Funny story. On my second visit, a couple of fellows were replacing the garage-sale art with a series of neo-African artworks of gold, green and ebony. I remarked to my companion that at least the art was improving even if the food wasn't, thinking the change to be permanent. Then, quite unsolicited, Leonel approached me, offering apologies for the aesthetic switcheroo, explaining that the African-themed art was up for a one-night event.

Believe me, leaving the African masks up would have been an improvement. But if The Steakhouse on Central wanted to keep with the San Carlos' Sunset Boulevard feel, this could be done fairly easily. The hotel's sunken taproom achieves this simply by relying on the original, inlaid wooden bar and photos of the San Carlos in the '30s.

Service is also a problem. On my initial trip one Saturday evening with my mooching amigos Mikey and Brad, no one was present to greet us. Eventually, a busboy told us we could sit wherever we wanted, which we did, and he then gave us bar menus. A nice blond lady later replaced these with dinner menus. We had to beg for bread, which, when brought to us, was little better than Wonder bread, and we were given a dish of sculpted butter, hard from being left too long in the refrigerator. Some bartender came by, and we ordered drinks, with Mikey getting his beloved Gibson, Brad a greyhound, and me, the Estancia. By the time our Jessica Simpson-esque waitress delivered our firewater, we were dang parched. Though, when I tasted the swill she brought me, I wished I had stuck with the H2O.

The starters provided a much-needed respite from what was turning into a truly disastrous outing. The crispy polenta with mushroom and bacon ragout was quite savory, as was the beef tartare with capers, red onions and mustard dressing. The three of us nearly got into fisticuffs over the shrimp and sausage cheesecake -- easily the best cheesecake I've enjoyed since purchasing my first book of Vargas pinups. It served as an intriguing reminder that cheesecake is not just for dessert, and can be somewhat like quiche instead.

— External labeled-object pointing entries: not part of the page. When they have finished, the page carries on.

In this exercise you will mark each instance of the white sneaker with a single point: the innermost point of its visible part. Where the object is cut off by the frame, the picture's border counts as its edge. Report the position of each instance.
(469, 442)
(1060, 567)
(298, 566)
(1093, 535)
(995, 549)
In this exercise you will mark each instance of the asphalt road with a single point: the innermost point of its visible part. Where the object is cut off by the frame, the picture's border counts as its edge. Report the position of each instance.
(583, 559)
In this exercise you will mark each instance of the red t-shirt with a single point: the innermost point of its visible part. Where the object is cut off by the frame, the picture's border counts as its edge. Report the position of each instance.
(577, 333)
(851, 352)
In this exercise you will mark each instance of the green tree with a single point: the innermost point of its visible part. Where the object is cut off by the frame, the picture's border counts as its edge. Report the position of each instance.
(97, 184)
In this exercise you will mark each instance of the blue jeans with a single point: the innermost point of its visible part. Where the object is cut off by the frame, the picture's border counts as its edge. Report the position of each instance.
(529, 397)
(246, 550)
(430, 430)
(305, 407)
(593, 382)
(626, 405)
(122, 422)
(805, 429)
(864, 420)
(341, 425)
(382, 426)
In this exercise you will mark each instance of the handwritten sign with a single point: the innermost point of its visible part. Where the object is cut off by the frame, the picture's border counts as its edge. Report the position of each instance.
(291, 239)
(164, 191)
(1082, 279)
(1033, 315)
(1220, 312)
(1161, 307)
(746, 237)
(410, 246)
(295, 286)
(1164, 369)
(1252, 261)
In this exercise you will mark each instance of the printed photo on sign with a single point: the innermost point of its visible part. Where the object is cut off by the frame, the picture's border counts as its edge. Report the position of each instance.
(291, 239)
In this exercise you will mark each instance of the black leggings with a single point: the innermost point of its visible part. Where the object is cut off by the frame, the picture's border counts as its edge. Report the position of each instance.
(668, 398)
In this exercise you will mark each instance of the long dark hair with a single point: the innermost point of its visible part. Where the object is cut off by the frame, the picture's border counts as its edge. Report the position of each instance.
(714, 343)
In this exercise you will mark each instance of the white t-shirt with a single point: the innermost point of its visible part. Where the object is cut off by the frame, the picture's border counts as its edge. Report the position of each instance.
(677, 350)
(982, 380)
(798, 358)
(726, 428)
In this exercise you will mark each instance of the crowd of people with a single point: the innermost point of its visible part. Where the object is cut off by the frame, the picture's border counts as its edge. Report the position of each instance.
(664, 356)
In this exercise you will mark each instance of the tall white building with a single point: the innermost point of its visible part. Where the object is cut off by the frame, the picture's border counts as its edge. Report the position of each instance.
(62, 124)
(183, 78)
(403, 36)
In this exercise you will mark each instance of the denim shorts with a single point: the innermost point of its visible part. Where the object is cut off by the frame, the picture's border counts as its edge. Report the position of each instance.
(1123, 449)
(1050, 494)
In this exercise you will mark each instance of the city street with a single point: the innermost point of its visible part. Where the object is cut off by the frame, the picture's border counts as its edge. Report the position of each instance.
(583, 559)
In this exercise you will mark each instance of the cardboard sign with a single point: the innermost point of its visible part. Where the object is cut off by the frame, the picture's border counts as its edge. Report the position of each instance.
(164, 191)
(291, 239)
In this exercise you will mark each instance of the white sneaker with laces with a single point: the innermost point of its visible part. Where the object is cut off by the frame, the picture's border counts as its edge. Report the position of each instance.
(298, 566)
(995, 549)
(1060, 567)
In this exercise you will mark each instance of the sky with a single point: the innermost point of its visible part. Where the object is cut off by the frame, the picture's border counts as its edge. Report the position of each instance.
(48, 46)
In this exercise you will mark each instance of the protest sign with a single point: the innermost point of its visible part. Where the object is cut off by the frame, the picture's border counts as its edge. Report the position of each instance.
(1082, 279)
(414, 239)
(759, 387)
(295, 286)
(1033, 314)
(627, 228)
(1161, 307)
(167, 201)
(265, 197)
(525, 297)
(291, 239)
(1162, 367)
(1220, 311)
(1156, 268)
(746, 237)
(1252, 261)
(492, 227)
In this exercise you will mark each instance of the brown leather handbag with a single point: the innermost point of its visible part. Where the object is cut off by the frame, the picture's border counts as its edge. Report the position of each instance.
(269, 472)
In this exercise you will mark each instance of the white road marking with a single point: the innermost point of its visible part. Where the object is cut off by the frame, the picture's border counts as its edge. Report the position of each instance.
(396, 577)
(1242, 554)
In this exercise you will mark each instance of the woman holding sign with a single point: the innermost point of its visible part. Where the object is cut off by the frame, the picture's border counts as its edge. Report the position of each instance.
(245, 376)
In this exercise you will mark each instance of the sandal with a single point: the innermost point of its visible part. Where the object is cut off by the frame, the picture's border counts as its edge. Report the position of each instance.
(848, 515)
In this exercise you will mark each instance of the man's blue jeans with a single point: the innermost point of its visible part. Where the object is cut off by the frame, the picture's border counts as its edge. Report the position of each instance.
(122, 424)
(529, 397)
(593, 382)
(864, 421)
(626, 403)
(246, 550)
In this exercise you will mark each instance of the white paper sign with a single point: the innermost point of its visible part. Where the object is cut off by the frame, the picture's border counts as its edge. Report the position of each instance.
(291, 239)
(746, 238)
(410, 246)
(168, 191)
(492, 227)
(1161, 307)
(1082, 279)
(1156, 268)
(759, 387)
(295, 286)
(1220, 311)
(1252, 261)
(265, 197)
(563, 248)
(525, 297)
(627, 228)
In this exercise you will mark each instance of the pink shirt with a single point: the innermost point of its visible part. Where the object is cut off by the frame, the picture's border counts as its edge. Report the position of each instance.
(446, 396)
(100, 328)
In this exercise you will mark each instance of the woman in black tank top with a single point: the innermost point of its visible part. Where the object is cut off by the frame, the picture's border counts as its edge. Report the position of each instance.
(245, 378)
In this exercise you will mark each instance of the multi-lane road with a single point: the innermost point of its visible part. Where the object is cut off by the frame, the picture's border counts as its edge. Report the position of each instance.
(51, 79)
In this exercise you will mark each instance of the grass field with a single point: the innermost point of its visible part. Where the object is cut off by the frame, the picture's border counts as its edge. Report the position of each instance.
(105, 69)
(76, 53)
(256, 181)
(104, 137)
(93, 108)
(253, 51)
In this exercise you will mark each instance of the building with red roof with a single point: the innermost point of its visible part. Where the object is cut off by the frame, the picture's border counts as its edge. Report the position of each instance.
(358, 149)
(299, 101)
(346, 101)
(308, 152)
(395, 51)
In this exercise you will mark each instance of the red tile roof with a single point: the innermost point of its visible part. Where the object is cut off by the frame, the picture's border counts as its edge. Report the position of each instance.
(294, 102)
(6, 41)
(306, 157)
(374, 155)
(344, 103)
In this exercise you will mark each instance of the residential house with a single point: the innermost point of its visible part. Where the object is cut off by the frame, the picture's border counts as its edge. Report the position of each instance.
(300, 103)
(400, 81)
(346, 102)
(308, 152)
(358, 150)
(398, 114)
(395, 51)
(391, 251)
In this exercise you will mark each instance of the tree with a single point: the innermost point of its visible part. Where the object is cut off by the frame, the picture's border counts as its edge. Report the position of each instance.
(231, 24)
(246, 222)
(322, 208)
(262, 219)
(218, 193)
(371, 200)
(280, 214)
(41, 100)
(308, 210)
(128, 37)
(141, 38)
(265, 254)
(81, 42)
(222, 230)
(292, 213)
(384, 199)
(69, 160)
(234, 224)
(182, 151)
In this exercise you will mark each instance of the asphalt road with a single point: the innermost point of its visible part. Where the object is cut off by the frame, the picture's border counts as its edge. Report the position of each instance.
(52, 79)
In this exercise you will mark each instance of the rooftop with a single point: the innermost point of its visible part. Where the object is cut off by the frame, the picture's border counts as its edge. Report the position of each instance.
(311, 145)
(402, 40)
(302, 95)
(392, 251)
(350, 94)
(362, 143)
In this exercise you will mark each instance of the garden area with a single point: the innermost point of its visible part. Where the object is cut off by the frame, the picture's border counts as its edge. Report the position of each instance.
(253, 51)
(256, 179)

I was almost ready to sing a hearty three cheers for the chef, but then reality hit harder than a Mars rover landing with our entrees. Mikey chose the double-cut pork chops with pancetta sauce. But we were taken aback when our blond server-siren asked him how he wanted them cooked. I mean, what better way to court trichinosis than by eating undercooked pork? "Very well done," Mikey replied, but when said pork chops came, they were still pink on the inside! Mikey ate them and lived, though the pork chops tasted like they'd been dipped in a barrel of brine: probably the pancetta, though it was akin to French-kissing a salt lick.

Brad's filet mignon with béarnaise was equally salt-laden, but that suited Brad fine, as the boy has an unnatural predilection for sodium chloride. My own choice of duck two ways continued the saline theme. Though the seared duck breast was tender and delicious, the confit leg and thigh seemed too salty, even for confit. I'm not sure what to make of all this, as on my return trip, the items I ate also seemed as if someone went crazy with the salt cellar. By Donald Trump's hairpiece, could the chef be on commission from Morton?

Dessert was extraordinarily disconcerting. On my first visit, there were none available. Not even a Milky Way bar. On the second, I had two choices: cheesecake or some vanilla or chocolate ice cream. I chose the former, hoping against hope for a big fat piece of New York-style cheesecake. Guess again, polenta breath! What I received was a small, cylindrical, crustless bit of confection topped with one stinkin' blackberry.

My advice to the management of the regal San Carlos is to put a call in to Father Merrin from The Exorcist, slap a copy of "Tubular Bells" on the CD player, and stock up on Holy Water and crucifixes. Because, unfortunately, their curse de cuisine seems more powerful than ever.